Editorial
La solución al ´botellón´ no puede ser cambiarlo de barrio
Cientos de jóvenes, muchos ellos menores de edad, recorren A Coruña la noche de los jueves y el fin de semana cargados de bolsas con bebidas alcohólicas rumbo al botellón. Llevan más de una década haciéndolo. Aquí y en la mayoría de ciudades españolas. Estas concentraciones nocturnas para beber en grupos en la vía pública han producido ya infinitas denuncias vecinales por el ruido y los destrozos causados, sin que las autoridades hayan conseguido atajar el problema. La solución que ha venido aplicando hasta ahora el Ayuntamiento cada vez que la irritación de los vecinos perjudicados se desborda, como ocurre ahora con los de la Ciudad Vieja, es solo un parche. Los responsables municipales declaran esa zona como de especial protección, ante lo cual los jóvenes se limitan a trasladar el botellón a otra parte de la ciudad. Termina la pesadilla para unos vecinos y comienza para otros, es decir, vuelta a empezar.
El botellón coruñés ha hecho un continuo peregrinaje por la ciudad. Comenzó hace años en la plaza del Humor, se mudó después a la plaza de Azcárraga, siguió en Santa Catalina y los jardines de Méndez Núñez, para recalar ahora por segunda vez en la Ciudad Vieja, en esta ocasión en el atrio de la Colegiata. El conflicto ha seguido en todos los casos el mismo guión, que ahora se repite una vez más: hartos de los ruidos que les impiden descansar y del vandalismo que degrada el entorno, los vecinos, tras numerosas denuncias infructuosas, amenazan con acciones de protesta. Reacciona entonces el Ayuntamiento, sobre todo si hay elecciones a la vista, declara de especial protección la zona afectada y el botellón cambia de lugar. La ciudad vive este proceso con una extraña sensación de deja vu, como si estuviese condenada a dar vueltas en torno a un bucle sin fin.
La algarabía que se organiza en torno al botellón supone una insufrible pesadilla, nunca mejor dicho, para los vecinos que se ven condenados a padecerla. A la mañana siguiente, el escenario que se encuentran esos vecinos suele ser el de un auténtico estercolero. Pero es que, además, en ocasiones va todo ello acompañado de actos vandálicos que comprometen seriamente la seguridad, como ocurrió en el asalto nocturno a un edificio de Santa Catalina.
En la raíz última del botellón se asientan cuestiones tan complejas como la extrema permisividad de la sociedad española ante el consumo de alcohol o los nuevos ritos de socialización de los jóvenes. Sirvan tres datos para ponerlo de manifiesto: la mitad de los menores gallegos abusa del alcohol al menos una vez todos los meses, un 12% lo hace de forma habitual y los servicios de urgencia de A Coruña tratan al año a más de 200 jóvenes con comas etílicos.

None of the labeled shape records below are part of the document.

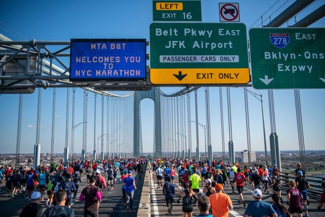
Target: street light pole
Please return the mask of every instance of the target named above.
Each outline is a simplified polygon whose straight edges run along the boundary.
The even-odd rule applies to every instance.
[[[75,129],[77,127],[79,126],[81,123],[87,123],[87,122],[86,122],[86,121],[81,122],[80,123],[79,123],[77,125],[75,125],[74,126],[73,126],[71,128],[71,150],[72,151],[72,153],[71,154],[71,162],[73,161],[74,136],[74,131],[75,130]]]
[[[112,143],[113,143],[115,141],[117,141],[117,140],[118,140],[118,139],[114,139],[114,140],[112,141],[111,142],[111,143],[110,143],[110,146],[111,146],[111,147]],[[112,157],[113,157],[113,159],[114,159],[114,156],[115,155],[115,150],[114,148],[113,148],[112,150],[113,150],[113,151],[112,151],[113,156]]]
[[[264,151],[265,151],[265,165],[268,165],[268,151],[267,149],[266,136],[265,134],[265,125],[264,123],[264,109],[263,108],[263,96],[262,94],[261,95],[258,94],[245,87],[243,87],[243,88],[246,89],[246,90],[247,90],[250,94],[253,95],[254,97],[257,99],[257,100],[261,102],[261,105],[262,106],[262,121],[263,122],[263,135],[264,136]],[[256,97],[256,96],[258,96],[258,97],[261,97],[261,100],[257,98]]]
[[[203,125],[202,123],[199,123],[199,122],[197,122],[195,120],[190,120],[189,122],[195,122],[200,125],[202,128],[204,129],[204,145],[205,146],[205,157],[207,158],[207,134],[206,133],[205,130],[205,125]]]
[[[99,152],[98,149],[99,149],[99,147],[98,143],[99,143],[99,139],[100,139],[100,138],[103,137],[103,136],[104,136],[106,135],[108,135],[108,133],[105,133],[105,134],[101,135],[101,136],[100,136],[98,137],[97,137],[97,153],[96,154],[96,153],[94,153],[94,156],[93,156],[94,160],[96,160],[96,159],[98,158],[96,158],[96,157],[97,155],[98,155],[98,152]],[[103,152],[103,150],[102,150],[102,152]],[[102,156],[102,157],[103,157],[103,156]],[[103,160],[104,159],[102,159],[102,160]]]

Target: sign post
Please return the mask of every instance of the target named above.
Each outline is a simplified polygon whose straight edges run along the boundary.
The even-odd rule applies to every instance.
[[[239,22],[239,4],[219,3],[219,16],[220,22]]]
[[[201,1],[153,1],[152,13],[154,21],[202,20]]]
[[[154,84],[248,83],[246,31],[242,23],[151,23],[150,81]]]
[[[71,39],[71,81],[144,81],[145,39]]]
[[[325,88],[325,28],[249,30],[255,89]]]

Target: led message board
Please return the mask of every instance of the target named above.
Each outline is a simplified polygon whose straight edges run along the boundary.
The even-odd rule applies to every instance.
[[[71,39],[71,81],[146,80],[145,39]]]

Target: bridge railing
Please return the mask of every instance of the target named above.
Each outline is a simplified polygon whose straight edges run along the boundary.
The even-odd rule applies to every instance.
[[[282,189],[288,189],[289,181],[290,180],[295,181],[297,176],[294,173],[280,172],[279,177],[282,182]],[[307,180],[310,185],[310,188],[307,189],[309,197],[318,199],[323,192],[321,183],[325,182],[325,178],[315,175],[307,175]]]

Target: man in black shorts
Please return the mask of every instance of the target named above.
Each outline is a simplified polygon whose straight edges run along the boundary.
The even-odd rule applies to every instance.
[[[166,201],[168,214],[172,215],[172,209],[173,208],[173,202],[174,202],[174,195],[176,192],[175,185],[172,182],[172,178],[169,176],[168,181],[165,182],[162,188],[162,193],[165,195],[165,199]]]

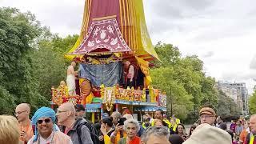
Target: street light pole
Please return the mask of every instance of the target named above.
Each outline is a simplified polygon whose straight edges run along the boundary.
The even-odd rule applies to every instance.
[[[171,94],[171,86],[170,86],[170,115],[173,115],[173,96]]]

El asunto, de por sí complejo, se vuelve inabordable por la dejadez de las autoridades. La Xunta aprobó en febrero de este año una ley que prohíbe el consumo de bebidas alcohólicas por menores en la vía pública y establece para quienes la incumplan multas de hasta 600 euros. Pero de poco o nada ha servido, puesto que la Administración autonómica ha dejado su aplicación en manos de los ayuntamientos y estos aducen que carecen de medios para hacerla cumplir. En el fondo de ese mirar para otro lado de unos y otros lo que subyace la mayoría de las veces es ni más ni menos que el temor a granjearse la impopularidad de los jóvenes, sobre manera en periodos electorales. De la misma manera que el temor al voto de los mayores les hace actuar, en sentido contrario, cuando ya no les queda más remedio.
Las distintas administraciones no son las únicas responsables, es cierto. El problema concierne a toda la sociedad, empezando por los padres y los educadores. Pero ellas, las autoridades, tienen la obligación de aplicar las medidas legales a su alcance para evitar que la práctica del botellón se convierta en una auténtica tortura para los vecinos. El deseo de los jóvenes de disfrutar no puede imponerse sin más al derecho al descanso nocturno de la mayoría. Además de las medidas legales a su alcance, las autoridades podrían, por ejemplo, propiciar que los jóvenes dispusiesen de opciones de ocio alternativo o de espacios donde poder reunirse sin alterar la convivencia del resto de los vecinos. Pero desde luego la solución no pasa por cambiar el botellón de barrio por enésima vez.